The PR cycle time data cuts through a lot of the usual team health debates. When the incentive is personal velocity - closed tickets, merged PRs - review quality is a cost, not a contribution. The 1000-line PR getting five extra minutes is the incentive structure expressing itself honestly. Hard to fix with culture talks; easier to fix when the dashboard makes it visible to the whole team the way you are describing.

Jono Herrington • Apr 2

That was the signal for me too. A review pattern like that tells you people are protecting their own scoreboard first. Once that is true, “be a better teammate” usually stays rhetorical. The real shift happened when helping someone else ship started carrying the same weight as shipping your own work.

Mykola Kondratiuk • Apr 2

yeah and that incentive shift is harder to pull off than it sounds. i've seen teams try to add 'review points' to sprint metrics and it just became a new scoreboard to game. the real version of what you're describing needs trust that leadership actually values it - not just in retros but in perf reviews

Christie Cosky • Mar 31

I worry about when metrics done at the individual level, especially when there's a fear of stack-ranking. Measuring time to finish a ticket? Quality suffers, unit testing suffers, leaving-the-code-better-than-you-found-it suffers, and nobody wants to do the bigger stories anymore. Measuring the number of comments left on a pull request (where more comments = bad)? Now people rubber stamp everything. Measuring the number of story points done in a sprint? Estimates go up. Unit test coverage must increase? Sloppy unit tests that don't assert anything get generated in bulk by AI. As you said, metrics are so easy to be bluffed.

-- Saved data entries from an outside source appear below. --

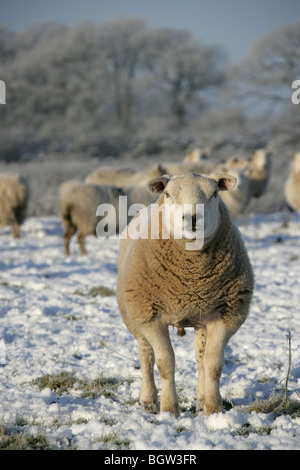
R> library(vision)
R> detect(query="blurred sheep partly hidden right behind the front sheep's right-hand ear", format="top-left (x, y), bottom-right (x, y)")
top-left (215, 165), bottom-right (250, 219)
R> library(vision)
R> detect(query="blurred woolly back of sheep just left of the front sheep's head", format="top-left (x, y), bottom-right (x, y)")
top-left (85, 165), bottom-right (166, 187)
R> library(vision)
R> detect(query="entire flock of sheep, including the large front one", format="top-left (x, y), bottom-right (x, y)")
top-left (0, 150), bottom-right (300, 416)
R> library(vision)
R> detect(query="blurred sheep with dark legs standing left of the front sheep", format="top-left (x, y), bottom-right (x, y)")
top-left (60, 180), bottom-right (125, 255)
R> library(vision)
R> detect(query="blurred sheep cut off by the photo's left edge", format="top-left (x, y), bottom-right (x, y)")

I don't blame the developers - as you said, it's the wrong incentive.

Interesting that dropping the MR in the shared channel worked for you - seems like it would increase the "bystander effect." Maybe that's because you incentivized it the right way.

Jono Herrington • Mar 31

That is exactly the failure mode.

The moment a metric gets tied to individual judgment in a low trust environment, people stop optimizing for the work and start optimizing for survival. You get faster ticket closure, quieter PRs, prettier dashboards ... and a worse system.

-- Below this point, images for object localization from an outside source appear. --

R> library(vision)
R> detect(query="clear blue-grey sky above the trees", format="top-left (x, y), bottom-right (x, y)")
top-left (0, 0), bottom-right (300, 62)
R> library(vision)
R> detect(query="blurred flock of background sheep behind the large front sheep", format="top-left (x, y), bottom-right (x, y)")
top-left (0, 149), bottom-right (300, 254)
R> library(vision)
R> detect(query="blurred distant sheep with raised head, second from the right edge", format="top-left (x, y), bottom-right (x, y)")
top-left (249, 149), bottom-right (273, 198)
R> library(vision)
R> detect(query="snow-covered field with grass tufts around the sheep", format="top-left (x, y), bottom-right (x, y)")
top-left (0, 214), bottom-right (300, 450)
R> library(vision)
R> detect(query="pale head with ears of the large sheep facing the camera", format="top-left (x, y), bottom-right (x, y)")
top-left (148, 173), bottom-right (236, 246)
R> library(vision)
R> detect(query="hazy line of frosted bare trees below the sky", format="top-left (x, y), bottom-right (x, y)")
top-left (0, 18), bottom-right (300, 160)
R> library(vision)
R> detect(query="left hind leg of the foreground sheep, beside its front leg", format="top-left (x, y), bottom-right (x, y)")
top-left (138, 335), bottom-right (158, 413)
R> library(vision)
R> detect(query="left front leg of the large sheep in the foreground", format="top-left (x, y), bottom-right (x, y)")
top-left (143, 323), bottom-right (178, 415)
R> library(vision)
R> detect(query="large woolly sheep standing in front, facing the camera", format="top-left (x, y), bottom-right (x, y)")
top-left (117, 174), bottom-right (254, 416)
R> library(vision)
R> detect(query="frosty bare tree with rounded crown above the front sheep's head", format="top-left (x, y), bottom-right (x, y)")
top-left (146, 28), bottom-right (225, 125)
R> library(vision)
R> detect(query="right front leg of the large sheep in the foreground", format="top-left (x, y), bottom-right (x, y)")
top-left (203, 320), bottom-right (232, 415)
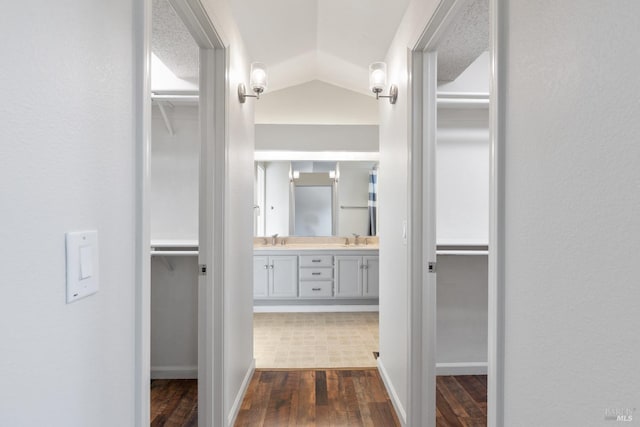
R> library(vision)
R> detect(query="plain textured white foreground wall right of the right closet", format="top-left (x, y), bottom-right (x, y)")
top-left (503, 0), bottom-right (640, 426)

On the shared channel point, I think the difference is that we treated review as a team contribution, not as invisible extra credit. Once people know good review work actually matters, the bystander effect drops because the behavior is socially reinforced instead of taken for granted.

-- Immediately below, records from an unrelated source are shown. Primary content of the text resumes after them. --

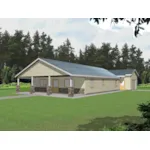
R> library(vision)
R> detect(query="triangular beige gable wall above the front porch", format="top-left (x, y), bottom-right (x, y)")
top-left (19, 61), bottom-right (64, 77)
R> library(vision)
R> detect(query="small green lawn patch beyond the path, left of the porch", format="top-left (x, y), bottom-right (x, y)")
top-left (0, 87), bottom-right (29, 97)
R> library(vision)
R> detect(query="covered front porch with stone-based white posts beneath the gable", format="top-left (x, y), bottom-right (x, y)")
top-left (16, 76), bottom-right (77, 97)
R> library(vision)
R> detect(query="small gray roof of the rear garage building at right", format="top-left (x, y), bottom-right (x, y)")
top-left (109, 69), bottom-right (135, 76)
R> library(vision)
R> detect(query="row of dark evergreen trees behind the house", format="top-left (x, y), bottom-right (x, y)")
top-left (0, 30), bottom-right (150, 83)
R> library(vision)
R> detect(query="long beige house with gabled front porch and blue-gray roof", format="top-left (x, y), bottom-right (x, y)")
top-left (15, 58), bottom-right (120, 96)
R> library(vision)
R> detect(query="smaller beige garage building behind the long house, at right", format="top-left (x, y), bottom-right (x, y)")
top-left (109, 69), bottom-right (139, 90)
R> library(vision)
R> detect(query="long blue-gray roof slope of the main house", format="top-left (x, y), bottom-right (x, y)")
top-left (40, 58), bottom-right (118, 78)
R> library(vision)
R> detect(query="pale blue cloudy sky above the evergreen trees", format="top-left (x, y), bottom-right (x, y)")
top-left (0, 18), bottom-right (150, 61)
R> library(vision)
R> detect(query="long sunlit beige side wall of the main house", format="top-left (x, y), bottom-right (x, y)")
top-left (85, 78), bottom-right (120, 94)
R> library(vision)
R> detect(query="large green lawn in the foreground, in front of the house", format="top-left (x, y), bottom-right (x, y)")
top-left (0, 91), bottom-right (150, 131)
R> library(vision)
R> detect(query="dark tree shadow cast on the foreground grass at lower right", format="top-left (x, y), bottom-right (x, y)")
top-left (77, 116), bottom-right (143, 131)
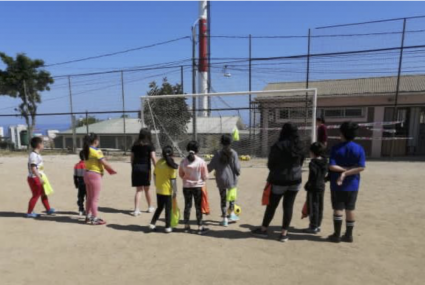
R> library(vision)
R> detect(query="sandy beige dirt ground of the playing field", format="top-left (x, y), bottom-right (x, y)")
top-left (0, 156), bottom-right (425, 285)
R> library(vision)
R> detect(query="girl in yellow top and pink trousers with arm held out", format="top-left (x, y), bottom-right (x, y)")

A lot of leaders say they want accountability, but what they really create is gaming. The design of the incentive decides which one shows up.

Christie Cosky • Apr 1

I get why large companies "manage by dashboard," but it definitely feels low-trust.

When I was a manager, at first I got frustrated when my devs gamed the system. Then I realized it was the natural consequence of the incentives in place. Don't hate the player, hate the game, or whatever.